To address these challenges, we undertake several steps as shown in Figure 1. Firstly, we create a large-scale offline-distillation instruction dataset, consisting of 2.58M examples. We curate these instructions from diverse existing datasets, including self-instruct Wang et al. (2022a), P3 Sanh et al. (2022), FLAN Longpre et al. (2023), and Alpaca Taori et al. (2023). To augment the dataset, we use the Example-Guided Instruction Generation technique with gpt-3.5-turbo to generate additional diverse instructions that match human-written prompts in style and quality.We use gpt-3.5-turbo-0301 in this work. We also employ the Topic-Guided Instruction Generation technique to enhance instruction diversity by incorporating specific topics of interest from Wikipedia. Finally, we utilize gpt-3.5-turbo to generate responses for each instruction.

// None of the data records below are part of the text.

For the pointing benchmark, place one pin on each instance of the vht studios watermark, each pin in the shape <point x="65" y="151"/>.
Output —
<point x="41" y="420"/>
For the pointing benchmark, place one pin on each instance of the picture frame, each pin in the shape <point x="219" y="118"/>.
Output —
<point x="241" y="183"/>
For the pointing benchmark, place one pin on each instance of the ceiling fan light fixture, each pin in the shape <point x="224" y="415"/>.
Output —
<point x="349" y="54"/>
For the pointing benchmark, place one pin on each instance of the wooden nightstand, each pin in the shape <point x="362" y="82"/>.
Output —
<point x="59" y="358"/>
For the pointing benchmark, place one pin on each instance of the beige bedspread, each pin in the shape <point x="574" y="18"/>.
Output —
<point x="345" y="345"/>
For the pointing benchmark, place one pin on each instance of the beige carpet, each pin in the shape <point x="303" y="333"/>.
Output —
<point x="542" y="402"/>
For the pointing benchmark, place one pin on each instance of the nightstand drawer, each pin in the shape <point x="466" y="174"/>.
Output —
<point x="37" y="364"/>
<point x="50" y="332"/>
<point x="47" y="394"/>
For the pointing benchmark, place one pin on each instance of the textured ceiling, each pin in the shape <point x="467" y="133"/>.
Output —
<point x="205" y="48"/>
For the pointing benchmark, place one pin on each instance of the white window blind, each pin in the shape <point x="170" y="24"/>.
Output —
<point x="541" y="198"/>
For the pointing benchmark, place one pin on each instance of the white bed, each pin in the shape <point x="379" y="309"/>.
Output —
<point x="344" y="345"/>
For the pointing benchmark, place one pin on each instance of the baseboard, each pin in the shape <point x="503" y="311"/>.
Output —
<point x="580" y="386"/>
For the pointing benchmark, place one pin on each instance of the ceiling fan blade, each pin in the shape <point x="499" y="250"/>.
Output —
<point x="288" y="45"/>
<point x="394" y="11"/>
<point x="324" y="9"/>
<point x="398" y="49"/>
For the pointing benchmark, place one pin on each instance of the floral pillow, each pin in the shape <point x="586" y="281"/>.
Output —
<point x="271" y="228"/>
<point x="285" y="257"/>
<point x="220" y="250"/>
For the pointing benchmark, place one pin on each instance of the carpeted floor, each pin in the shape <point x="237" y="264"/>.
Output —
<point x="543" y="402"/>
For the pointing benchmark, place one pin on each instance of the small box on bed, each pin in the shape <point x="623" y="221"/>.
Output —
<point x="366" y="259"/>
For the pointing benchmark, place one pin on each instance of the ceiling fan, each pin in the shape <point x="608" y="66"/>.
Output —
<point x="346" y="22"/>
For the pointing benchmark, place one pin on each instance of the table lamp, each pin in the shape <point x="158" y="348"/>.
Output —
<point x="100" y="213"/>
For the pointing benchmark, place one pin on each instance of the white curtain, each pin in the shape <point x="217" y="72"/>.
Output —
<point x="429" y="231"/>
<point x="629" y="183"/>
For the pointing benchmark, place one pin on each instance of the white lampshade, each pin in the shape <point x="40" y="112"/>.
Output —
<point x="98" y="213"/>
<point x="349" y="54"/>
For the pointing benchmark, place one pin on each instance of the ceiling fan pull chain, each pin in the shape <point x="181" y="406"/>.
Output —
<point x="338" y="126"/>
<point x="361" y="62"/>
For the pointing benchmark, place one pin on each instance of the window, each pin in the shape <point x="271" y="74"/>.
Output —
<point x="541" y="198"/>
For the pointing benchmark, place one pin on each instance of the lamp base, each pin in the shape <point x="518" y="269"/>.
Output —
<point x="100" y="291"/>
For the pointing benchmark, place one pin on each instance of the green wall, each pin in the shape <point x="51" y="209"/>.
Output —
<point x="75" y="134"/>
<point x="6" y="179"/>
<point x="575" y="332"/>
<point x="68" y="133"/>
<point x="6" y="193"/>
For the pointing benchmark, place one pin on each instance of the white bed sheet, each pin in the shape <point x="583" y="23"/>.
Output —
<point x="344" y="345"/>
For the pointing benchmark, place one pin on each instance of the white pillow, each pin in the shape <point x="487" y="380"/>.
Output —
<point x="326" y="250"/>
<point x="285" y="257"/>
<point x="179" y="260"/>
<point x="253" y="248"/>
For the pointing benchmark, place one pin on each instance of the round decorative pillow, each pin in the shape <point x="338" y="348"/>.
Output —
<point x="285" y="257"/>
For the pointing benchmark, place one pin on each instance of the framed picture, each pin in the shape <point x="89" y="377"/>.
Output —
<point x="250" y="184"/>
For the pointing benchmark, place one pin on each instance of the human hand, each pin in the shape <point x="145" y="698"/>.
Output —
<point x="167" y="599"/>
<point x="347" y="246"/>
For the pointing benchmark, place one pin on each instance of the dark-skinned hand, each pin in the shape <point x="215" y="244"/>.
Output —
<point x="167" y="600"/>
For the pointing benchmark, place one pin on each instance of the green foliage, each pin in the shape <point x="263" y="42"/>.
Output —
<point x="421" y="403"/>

The resulting dataset is called the LaMini instruction dataset.
After creating the dataset, we fine-tune multiple smaller language models with different sizes (ranging from 61M to 7B) and architectures (encoder-decoder and decoder-only). We also conduct extensive experiments and analyses, setting our work apart from previous research. We evaluate their performance on diverse NLP downstream tasks and incorporate human evaluation to assess the quality of model outputs. Given the growing power of language models, we recognize the potential risks they pose. Hence, we evaluate our LaMini language models for hallucination and toxicity. The toxicity assessment utilizes an existing test suite, while we curate a separate test suite with 40 carefully crafted questions to specifically probe hallucination risks. Through these comprehensive analyses, we gain deep insights into the models’ strengths and weaknesses, enabling us to better understand their potential applications and risks.
Our contributions can be summarized as follows:
We introduce the LaMini instruction dataset, consisting of over 2.58M examples. To the best of our knowledge, this dataset is currently the largest instruction dataset available. Notably, it is larger than the dataset released by Taori et al. (2023).
We investigate the process of distilling knowledge from large language models (LLMs) into many different models (T5, GPT, LLaMA, Cerebras) of various sizes (from 61M up to 7B parameters), resulting in a family of distilled language models.
We conduct extensive experiments and evaluations on both our proposed models and several publicly available LLMs across various downstream NLP tasks and general-purpose prompts.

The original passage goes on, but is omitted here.